If not, I guess one can conceptually think of the first run of HISAT-genotype being the reference generation step. One could use the example data provided in the tutorial to initiate this step. Then the reference data can be stored and reused on different clusters/machines. Is that thought process correct?
Hi Fong,
Sure thing! It can certainly be decoupled completely. I'll add some additional options or an independent wrapper/script to build/download the references before running hisatgenotype. Then it is a matter of specifying that directory during each run of hisatgenotype using the new syntax I have added to v1.3.1. I'll draft a script next week, test it, then integrate it into the new release.
Thanks, Chris
Amazing!
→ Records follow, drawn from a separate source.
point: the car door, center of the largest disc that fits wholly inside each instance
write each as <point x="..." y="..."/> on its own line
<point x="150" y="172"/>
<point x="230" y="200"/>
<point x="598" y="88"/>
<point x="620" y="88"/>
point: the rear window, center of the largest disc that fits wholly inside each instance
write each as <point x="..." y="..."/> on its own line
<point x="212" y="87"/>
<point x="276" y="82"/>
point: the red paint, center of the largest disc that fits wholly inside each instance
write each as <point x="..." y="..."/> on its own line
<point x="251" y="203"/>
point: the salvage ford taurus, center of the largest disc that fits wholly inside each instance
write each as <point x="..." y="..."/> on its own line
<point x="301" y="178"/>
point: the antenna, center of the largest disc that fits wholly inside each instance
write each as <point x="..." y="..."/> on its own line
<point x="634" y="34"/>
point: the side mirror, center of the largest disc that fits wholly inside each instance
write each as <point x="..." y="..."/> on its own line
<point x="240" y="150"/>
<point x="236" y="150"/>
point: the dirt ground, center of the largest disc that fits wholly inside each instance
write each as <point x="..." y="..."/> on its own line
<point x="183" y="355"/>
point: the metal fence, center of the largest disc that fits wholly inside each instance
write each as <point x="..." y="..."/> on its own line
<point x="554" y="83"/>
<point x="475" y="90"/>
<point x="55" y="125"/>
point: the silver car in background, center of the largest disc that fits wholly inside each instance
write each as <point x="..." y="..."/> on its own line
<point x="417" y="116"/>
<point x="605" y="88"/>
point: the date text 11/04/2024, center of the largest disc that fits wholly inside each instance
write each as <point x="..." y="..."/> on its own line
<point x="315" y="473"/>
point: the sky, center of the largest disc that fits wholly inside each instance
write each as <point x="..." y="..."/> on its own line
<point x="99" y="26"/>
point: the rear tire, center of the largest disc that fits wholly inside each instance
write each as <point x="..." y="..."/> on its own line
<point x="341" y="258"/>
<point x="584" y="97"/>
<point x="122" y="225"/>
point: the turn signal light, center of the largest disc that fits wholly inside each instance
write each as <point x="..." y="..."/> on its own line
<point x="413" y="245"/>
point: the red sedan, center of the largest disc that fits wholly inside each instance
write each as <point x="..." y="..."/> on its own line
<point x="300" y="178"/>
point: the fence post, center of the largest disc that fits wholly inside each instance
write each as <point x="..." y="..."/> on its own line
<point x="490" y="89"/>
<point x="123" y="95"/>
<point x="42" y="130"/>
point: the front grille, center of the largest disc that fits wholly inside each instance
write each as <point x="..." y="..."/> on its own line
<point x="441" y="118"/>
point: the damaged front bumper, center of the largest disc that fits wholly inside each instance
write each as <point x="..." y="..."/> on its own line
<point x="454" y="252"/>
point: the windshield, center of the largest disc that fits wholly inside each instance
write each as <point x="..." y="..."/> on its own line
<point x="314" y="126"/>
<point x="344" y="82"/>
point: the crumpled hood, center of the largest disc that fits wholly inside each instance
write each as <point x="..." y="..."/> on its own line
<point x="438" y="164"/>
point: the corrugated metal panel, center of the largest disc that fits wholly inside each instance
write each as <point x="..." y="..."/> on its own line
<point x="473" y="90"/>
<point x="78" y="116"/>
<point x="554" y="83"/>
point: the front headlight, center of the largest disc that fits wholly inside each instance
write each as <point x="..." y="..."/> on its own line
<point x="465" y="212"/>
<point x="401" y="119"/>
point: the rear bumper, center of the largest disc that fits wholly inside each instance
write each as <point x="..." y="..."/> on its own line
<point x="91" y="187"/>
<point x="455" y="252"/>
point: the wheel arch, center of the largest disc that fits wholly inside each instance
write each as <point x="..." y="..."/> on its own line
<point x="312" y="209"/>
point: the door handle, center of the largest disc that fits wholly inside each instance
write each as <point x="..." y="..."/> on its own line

Thanks Chris!
Hi Fong,
The new version of HISATgenotype (1.3.1) has been released and has a new option to direct HISATgenotype to an index folder. You should now only have to download the index once and only at install if you desire. The manual will be updated with these changes soon. Let me know if you have any issues getting things added to a Docker image in the meantime. Thanks!
Thanks, Chris
Hi there,
I've noticed that when running HISAT-genotype it will first download and prepare a set of references if it doesn't already exist. I am interested in figuring out how to separate the reference generation from the actual running of the genotyping step. This would ease the integration of HISAT-genotype into a larger workflow.
I assume that the wrapper
hisatgenotype
calls a set of underlying scripts to prepare the references. Is it possible to call these underlying scripts independently of the wrapper to generate the required references? If so, what scripts should one be calling?